Seit seiner letzten Reportage erreichten das "Team Wallraff" überdurchschnittlich viele Zuschriften von Zuschauerinnen und Zuschauern – darunter Pflegekräfte und Angehörige mit schockierenden Erfahrungen in der Altenpflege. Sie alle schilderten ähnliche Zustände aus verschiedenen Pflegeeinrichtungen, wie sie auch die Reporterinnen und Reporter bei ihren Undercover-Einsätzen im Spätsommer 2021 erlebten: Verwahrloste Zimmer, Personalmangel und Überforderung sowie Pflegefehler. Ein Betreiber stach in den Zuschriften besonders heraus: der private Anbieter "Alloheim". Im Februar verwies das Unternehmen unter anderem noch darauf, dass es sich nur um bedauerliche Einzelfälle handele. Aber lassen die zahlreichen aktuellen Hilferufe nicht etwas anderes vermuten?
"Team Wallraff" ist den Hinweisen nachgegangen und war erneut in drei unterschiedlichen privaten Einrichtungen der "Alloheim"-Gruppe undercover. Die besorgniserregenden Ergebnisse zeigt RTL am 23. Juni, um 20:15 Uhr in der neuen Ausgabe "Team Wallraff – Jetzt erst recht!". Hier gehen Günter Wallraff und sein Team sogar noch einen Schritt weiter als bisher: Vor laufender Kamera nehmen sie die Verantwortlichen in die Pflicht, darunter auch Bundesgesundheitsminister Karl Lauterbach (SPD), und unterstreichen ihre Rechercheergebnisse mit Video-Botschaften von Pflegekräften.
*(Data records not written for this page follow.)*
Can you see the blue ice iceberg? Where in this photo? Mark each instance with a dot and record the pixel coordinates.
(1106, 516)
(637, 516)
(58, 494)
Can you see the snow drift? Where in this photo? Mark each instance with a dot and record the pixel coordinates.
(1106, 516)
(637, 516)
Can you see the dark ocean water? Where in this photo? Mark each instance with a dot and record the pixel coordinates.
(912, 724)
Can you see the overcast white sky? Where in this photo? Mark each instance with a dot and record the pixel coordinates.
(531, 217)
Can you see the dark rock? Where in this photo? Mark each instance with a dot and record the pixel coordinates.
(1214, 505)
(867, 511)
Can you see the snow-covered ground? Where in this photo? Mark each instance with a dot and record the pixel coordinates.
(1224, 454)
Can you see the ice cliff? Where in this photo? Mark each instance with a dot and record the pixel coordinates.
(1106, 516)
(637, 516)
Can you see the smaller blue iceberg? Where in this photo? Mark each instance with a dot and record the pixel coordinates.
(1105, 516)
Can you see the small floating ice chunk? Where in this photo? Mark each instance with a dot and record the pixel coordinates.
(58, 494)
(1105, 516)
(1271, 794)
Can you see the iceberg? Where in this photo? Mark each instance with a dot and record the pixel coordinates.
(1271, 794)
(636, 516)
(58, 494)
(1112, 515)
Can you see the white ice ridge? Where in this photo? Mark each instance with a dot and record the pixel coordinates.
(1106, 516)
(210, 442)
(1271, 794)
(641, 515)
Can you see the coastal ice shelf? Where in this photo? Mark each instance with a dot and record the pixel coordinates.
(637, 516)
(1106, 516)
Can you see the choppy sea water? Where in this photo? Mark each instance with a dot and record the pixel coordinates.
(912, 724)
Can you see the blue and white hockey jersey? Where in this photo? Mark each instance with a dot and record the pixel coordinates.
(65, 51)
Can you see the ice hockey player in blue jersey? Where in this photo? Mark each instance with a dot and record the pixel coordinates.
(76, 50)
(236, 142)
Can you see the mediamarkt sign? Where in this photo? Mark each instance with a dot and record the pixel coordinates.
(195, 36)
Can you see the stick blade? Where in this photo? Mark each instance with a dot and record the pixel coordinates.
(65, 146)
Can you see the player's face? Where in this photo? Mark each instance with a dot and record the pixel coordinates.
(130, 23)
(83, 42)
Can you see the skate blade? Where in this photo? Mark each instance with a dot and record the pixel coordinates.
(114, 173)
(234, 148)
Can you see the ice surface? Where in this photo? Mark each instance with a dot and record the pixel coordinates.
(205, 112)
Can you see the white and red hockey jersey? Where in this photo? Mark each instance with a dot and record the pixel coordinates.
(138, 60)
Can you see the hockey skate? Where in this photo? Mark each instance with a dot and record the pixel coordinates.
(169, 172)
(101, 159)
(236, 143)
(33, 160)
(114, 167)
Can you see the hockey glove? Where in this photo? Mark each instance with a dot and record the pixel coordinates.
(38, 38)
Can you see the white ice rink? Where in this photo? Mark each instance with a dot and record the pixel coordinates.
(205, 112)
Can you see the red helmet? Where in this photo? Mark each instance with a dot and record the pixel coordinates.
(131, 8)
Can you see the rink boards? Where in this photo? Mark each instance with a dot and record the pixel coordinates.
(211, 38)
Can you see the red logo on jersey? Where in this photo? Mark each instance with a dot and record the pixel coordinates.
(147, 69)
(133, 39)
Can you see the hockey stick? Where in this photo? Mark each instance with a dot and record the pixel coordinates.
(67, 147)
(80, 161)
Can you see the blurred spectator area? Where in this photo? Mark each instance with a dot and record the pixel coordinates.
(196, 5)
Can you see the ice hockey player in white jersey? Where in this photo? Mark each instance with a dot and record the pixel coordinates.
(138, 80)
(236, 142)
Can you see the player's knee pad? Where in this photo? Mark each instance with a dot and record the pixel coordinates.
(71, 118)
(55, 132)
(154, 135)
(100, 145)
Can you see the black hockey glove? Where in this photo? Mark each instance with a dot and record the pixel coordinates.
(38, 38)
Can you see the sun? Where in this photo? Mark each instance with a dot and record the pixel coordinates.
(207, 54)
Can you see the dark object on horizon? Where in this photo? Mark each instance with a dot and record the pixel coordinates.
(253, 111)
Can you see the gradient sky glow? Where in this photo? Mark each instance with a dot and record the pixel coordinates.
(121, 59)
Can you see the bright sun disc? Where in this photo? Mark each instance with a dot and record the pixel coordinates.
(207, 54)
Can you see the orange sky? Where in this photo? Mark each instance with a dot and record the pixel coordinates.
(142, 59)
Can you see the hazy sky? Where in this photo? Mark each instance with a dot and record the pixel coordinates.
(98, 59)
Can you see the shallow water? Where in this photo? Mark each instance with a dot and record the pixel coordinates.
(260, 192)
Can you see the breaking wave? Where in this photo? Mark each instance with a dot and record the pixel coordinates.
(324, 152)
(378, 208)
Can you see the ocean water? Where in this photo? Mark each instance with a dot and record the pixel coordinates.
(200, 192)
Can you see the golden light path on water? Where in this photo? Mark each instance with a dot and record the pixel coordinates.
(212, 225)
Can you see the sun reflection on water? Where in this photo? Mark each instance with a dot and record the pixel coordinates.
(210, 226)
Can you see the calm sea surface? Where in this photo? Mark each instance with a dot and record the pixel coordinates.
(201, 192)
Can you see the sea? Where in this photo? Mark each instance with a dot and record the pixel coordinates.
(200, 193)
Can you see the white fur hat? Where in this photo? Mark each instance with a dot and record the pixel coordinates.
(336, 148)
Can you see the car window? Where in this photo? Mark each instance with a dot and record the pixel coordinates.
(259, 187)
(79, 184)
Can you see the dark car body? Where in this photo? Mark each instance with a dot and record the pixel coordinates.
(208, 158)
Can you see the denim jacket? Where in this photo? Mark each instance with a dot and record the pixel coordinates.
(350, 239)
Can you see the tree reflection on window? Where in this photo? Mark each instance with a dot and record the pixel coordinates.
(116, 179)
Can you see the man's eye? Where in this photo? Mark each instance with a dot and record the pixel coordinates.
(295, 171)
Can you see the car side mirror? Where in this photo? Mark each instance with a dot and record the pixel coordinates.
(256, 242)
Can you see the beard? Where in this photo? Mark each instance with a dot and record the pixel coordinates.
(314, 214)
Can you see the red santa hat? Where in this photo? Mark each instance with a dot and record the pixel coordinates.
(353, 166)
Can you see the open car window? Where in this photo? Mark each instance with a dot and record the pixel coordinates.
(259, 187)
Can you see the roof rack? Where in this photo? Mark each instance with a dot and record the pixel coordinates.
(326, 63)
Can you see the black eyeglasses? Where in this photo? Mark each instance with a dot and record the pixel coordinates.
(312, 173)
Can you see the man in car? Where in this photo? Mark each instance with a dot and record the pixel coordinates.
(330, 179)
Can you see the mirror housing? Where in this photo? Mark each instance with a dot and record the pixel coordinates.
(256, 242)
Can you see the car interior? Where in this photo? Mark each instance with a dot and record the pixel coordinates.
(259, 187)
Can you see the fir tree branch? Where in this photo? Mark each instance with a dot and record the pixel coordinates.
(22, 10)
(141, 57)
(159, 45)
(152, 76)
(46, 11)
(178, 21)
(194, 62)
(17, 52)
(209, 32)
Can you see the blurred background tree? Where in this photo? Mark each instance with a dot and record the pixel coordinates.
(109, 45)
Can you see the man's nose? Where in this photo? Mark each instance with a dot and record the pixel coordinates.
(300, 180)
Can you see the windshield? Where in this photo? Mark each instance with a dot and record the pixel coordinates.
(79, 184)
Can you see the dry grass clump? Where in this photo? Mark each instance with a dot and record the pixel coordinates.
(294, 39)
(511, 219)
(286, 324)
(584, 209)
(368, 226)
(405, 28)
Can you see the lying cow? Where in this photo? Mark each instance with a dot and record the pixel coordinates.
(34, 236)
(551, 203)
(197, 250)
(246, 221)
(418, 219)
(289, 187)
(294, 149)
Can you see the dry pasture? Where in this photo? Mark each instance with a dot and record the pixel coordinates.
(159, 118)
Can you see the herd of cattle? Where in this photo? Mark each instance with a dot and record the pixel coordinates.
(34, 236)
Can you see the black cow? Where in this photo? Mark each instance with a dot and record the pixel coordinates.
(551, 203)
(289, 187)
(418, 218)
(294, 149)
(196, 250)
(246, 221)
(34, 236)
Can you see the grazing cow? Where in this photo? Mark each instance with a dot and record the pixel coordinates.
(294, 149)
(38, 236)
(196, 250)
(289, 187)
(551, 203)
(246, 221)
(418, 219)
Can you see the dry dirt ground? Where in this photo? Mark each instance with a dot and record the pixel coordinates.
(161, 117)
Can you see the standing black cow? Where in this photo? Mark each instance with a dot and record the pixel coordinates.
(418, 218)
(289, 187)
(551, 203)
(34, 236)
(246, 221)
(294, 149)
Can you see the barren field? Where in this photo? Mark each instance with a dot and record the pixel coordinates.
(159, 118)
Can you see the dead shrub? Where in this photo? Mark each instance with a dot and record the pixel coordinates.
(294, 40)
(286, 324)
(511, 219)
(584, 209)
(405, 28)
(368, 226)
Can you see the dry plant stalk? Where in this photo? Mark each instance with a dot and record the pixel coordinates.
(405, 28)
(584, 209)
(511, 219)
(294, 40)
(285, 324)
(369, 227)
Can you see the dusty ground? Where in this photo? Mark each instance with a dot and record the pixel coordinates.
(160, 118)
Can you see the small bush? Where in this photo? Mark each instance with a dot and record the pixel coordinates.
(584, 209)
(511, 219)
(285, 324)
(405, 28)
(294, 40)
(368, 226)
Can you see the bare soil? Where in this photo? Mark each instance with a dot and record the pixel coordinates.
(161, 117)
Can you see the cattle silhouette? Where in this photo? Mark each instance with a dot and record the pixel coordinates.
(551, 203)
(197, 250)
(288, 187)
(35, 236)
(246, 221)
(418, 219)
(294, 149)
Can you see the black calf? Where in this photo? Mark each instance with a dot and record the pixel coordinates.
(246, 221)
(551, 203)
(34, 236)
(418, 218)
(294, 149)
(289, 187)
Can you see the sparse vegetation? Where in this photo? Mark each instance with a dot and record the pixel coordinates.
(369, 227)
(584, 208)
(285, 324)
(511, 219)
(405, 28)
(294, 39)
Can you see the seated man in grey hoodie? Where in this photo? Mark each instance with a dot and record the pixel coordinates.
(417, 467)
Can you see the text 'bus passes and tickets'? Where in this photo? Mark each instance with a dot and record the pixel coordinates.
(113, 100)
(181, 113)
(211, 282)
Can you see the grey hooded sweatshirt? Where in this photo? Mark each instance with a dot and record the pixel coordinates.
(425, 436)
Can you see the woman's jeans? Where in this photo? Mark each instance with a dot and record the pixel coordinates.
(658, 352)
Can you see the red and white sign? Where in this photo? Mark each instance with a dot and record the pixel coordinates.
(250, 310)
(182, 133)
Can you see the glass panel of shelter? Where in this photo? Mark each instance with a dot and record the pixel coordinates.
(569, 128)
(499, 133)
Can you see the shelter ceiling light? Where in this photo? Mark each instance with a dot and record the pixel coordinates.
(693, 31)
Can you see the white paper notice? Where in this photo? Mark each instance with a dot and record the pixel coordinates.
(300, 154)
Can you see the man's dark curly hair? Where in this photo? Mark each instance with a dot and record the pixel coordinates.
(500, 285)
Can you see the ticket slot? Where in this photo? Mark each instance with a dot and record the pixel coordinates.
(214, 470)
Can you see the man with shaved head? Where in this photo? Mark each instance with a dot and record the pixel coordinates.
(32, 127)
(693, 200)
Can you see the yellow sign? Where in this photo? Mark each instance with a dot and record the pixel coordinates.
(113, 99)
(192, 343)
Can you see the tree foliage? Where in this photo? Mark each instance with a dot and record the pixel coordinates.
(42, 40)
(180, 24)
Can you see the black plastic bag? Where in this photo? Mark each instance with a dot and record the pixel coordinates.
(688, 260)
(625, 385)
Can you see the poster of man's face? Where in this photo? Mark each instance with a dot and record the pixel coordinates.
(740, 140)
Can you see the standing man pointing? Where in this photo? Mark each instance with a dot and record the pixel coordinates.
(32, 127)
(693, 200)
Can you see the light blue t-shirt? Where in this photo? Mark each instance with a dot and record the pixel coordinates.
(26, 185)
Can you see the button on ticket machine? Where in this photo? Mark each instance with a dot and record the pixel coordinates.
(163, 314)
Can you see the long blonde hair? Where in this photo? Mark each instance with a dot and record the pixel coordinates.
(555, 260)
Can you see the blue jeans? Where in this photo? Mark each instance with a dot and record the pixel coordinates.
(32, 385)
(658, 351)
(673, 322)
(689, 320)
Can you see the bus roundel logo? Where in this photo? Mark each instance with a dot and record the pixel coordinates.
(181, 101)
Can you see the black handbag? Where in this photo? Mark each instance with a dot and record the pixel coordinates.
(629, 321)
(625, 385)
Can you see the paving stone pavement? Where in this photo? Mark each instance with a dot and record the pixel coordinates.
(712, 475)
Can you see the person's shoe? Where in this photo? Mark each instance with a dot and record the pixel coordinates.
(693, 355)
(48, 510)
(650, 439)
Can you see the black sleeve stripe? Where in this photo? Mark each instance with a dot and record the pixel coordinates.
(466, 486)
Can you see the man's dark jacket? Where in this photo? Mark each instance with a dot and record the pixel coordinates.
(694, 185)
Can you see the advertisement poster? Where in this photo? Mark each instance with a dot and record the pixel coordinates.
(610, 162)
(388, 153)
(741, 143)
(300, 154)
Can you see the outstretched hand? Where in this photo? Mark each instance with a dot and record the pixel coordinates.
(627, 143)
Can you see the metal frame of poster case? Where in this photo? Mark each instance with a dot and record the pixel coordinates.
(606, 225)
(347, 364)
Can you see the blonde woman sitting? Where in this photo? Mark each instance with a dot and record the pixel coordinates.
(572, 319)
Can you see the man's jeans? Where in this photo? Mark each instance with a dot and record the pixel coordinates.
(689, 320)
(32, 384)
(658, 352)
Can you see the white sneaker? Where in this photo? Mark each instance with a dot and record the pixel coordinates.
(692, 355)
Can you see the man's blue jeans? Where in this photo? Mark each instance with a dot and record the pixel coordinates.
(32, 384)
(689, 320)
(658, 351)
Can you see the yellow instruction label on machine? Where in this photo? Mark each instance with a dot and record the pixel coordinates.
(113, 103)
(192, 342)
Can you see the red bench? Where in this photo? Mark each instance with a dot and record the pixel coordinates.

Auch die "Alloheim"-Zentrale wird mit den Recherchen konfrontiert.
Das Unternehmen "Alloheim" ist mit über 240 Seniorenheimen in ganz Deutschland und über 23.000 Pflegeplätzen der zweitgrößte private Anbieter Deutschlands. Den Eindruck, dass sich die Zustände in den Altenheimen des Betreibers scheinbar auch nach den Wallraff-Recherchen im Februar nicht wesentlich verändert haben, bekommen Günter Wallraff und sein Team, nachdem sich unter anderem auch ein Pfleger aus der Seniorenresidenz "Ederbergland" in Frankenberg meldete. In seinem Hilferuf berichtet er von einem teils aggressiven Umgang mit den Bewohnerinnen und Bewohnern sowie groben Pflegefehlern. RTL-Reporter Maxi geht den Vorwürfen nach und arbeitet sechs Tage lang als Praktikant in diesem Pflegeheim.
Auch aus dem Seniorenheim "Auetalblick" in Malente, ebenfalls "Alloheim"-geführt, erreichte Günter Wallraff eine sehr besorgniserregende Nachricht von einer ehemaligen Pflegekraft. Um herauszufinden, ob sich die Vorwürfe erhärten, bewirbt sich RTL-Reporterin Jana im Frühjahr 2022 in dieser Einrichtung. Wie schon ihr Kollege Maxi stößt auch sie während ihres achttägigen Praktikums auf gravierende Missstände.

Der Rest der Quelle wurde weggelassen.